I’m sure you can recall something out of Hollywood where a sweet old lady drops the N bomb while she rocks back and forth in her chair on the front porch. We’re given a few seconds to chuckle before a much younger character says, “oh, grandma, we don’t use that word anymore!” We’re easy on grandma because she’s old. She’s from a different time. But that’s the point. Everyone, everywhere, is at a different juncture in his or her personal development. And because so many people are on so many different pages it is imperative that we tolerate opinions and behaviors that we may not agree with and take the time to politely explain any sort of discomfort.

It is also important that we, as a society, work towards providing better than adequate health care, education, and housing. These are politically correct perfect issues that would do more for social justice than calling people out for using offensive language or behavior.

Simply put, through the use of tolerant interactions and measured responses, offensive words will inevitably disappear once those interactions have affected the majority of individual development paths. The only reason it is such a slow process is because nine times out of ten, interactions aren’t tolerant or measured.

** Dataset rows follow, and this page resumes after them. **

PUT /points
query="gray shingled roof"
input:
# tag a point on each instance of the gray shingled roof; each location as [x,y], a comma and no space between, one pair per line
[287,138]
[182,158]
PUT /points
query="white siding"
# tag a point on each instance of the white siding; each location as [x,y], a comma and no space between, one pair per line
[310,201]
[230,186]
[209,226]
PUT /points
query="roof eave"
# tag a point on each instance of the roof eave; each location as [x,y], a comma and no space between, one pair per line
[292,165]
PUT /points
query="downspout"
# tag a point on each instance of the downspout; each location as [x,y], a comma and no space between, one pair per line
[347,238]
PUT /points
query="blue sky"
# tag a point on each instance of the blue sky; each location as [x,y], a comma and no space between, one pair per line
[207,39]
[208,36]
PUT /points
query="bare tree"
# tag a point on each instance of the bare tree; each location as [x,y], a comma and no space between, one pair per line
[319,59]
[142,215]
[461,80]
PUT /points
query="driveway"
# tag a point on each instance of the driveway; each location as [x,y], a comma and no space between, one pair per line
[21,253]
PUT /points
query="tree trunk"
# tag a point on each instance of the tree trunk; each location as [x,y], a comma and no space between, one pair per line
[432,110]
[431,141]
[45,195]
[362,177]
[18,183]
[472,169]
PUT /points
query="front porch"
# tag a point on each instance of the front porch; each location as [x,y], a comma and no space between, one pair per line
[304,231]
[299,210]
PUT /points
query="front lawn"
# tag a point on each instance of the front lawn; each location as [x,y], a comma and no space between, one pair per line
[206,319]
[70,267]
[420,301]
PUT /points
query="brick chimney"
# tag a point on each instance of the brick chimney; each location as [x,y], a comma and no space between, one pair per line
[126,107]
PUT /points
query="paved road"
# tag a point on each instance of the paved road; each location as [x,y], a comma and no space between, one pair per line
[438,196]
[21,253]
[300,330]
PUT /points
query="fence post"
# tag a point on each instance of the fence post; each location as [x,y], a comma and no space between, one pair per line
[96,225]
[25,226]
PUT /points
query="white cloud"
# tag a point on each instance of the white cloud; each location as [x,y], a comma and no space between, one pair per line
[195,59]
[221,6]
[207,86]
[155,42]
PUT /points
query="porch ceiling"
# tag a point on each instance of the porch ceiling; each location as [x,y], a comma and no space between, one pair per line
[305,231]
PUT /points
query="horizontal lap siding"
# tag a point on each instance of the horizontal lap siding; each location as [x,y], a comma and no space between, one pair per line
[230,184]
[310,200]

They’re just the offensive critiques and condemnations that do nothing to make the situation any better.

Perhaps this is why ‘the right’ finds so many sheep for their flock. So many of the issues on the right are just defenses erected to push back against pedantic social justice warriors intent on outing every mistake and shaming everyone who hasn’t yet subscribed to their particular doctrine. But that’s an entirely different issue and I’ve got shit to do. The fumigator is coming today so I’ve got lots of things to put away and tidy up. Plus, I’m pretty sure the dude never spent a day of his life in a classroom, so it takes a little time explaining where I want him to spray and where I don’t.